Get the difference between each pair of topics in two topic models.

Parameters:**kwargs – Key word arguments to override the object’s internal attributes. Two models of type ldamodelLdaModel or its wrappers are expected using the keys model and other_model.
Returns:
  • np.ndarray of shape (model.num_topics, other_model.num_topics) – Matrix of differences between each pair of topics.
  • np.ndarray of shape (model.num_topics, other_model.num_topics, 2), optional – Annotation matrix where for each pair we include the word from the intersection of the two topics, and the word from the symmetric difference of the two topics. Only included if annotation == True.
set_parameters(**parameters)

Set the metric parameters.

Parameters:**parameters – Keyword arguments to override the object’s internal attributes.
class gensim.models.callbacks.Metric

Bases: object

Base Metric class for topic model evaluation metrics.
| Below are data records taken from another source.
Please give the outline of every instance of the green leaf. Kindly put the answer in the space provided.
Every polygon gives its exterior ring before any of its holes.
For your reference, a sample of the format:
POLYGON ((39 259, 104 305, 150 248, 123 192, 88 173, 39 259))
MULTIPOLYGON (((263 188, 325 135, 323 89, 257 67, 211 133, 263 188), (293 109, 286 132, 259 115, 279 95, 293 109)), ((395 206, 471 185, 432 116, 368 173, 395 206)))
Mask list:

Concrete implementations include:

get_value()

Get the metric’s value at this point in time.

Warning

The user must provide a concrete implementation for this method for every subclass of this class.

Returns:The metric’s type depends on what exactly it measures. In the simplest case it might be a real number corresponding to an error estimate. It could however be anything else that is useful to report or visualize.
Return type:object
set_parameters(**parameters)

Set the metric parameters.

Parameters:**parameters – Keyword arguments to override the object’s internal attributes.
class gensim.models.callbacks.PerplexityMetric(corpus=None, logger=None, viz_env=None, title=None)
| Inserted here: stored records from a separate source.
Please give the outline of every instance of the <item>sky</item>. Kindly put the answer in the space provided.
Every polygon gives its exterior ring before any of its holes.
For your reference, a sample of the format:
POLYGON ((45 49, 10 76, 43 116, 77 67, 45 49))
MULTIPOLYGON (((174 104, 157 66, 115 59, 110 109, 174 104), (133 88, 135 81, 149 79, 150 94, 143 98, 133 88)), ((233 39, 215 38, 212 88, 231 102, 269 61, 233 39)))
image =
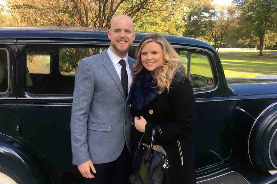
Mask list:
POLYGON ((212 4, 217 4, 220 5, 230 5, 232 4, 232 0, 215 0, 213 1, 212 4))
MULTIPOLYGON (((220 5, 228 5, 232 4, 232 0, 215 0, 212 4, 217 4, 220 5)), ((0 4, 4 4, 3 0, 0 0, 0 4)))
Bases: gensim.models.callbacks.Metric

Metric class for perplexity evaluation.

Parameters:
  • corpus ({iterable of list of (int, float), scipy.sparse.csc}, optional) – Stream of document vectors or sparse matrix of shape (num_terms, num_documents).
  • logger ({'shell', 'visdom'}, optional) – Monitor training process using one of the available methods. ‘shell’ will print the perplexity value in the active shell, while ‘visdom’ will visualize the coherence value with increasing epochs using the Visdom visualization framework.
  • viz_env (object, optional) – Visdom environment to use for plotting the graph. Unused.
  • title (str, optional) – Title of the graph plot in case logger == ‘visdom’. Unused.
get_value(**kwargs)

Get the coherence score.

Parameters:**kwargs – Key word arguments to override the object’s internal attributes. A trained topic model is expected using the ‘model’ key. This can be of type LdaModel, or one of its wrappers, such as LdaMallet or LdaVowpalWabbit.
Returns:The perplexity score.
Return type:float
set_parameters(**parameters)

Set the metric parameters.

Parameters:**parameters – Keyword arguments to override the object’s internal attributes.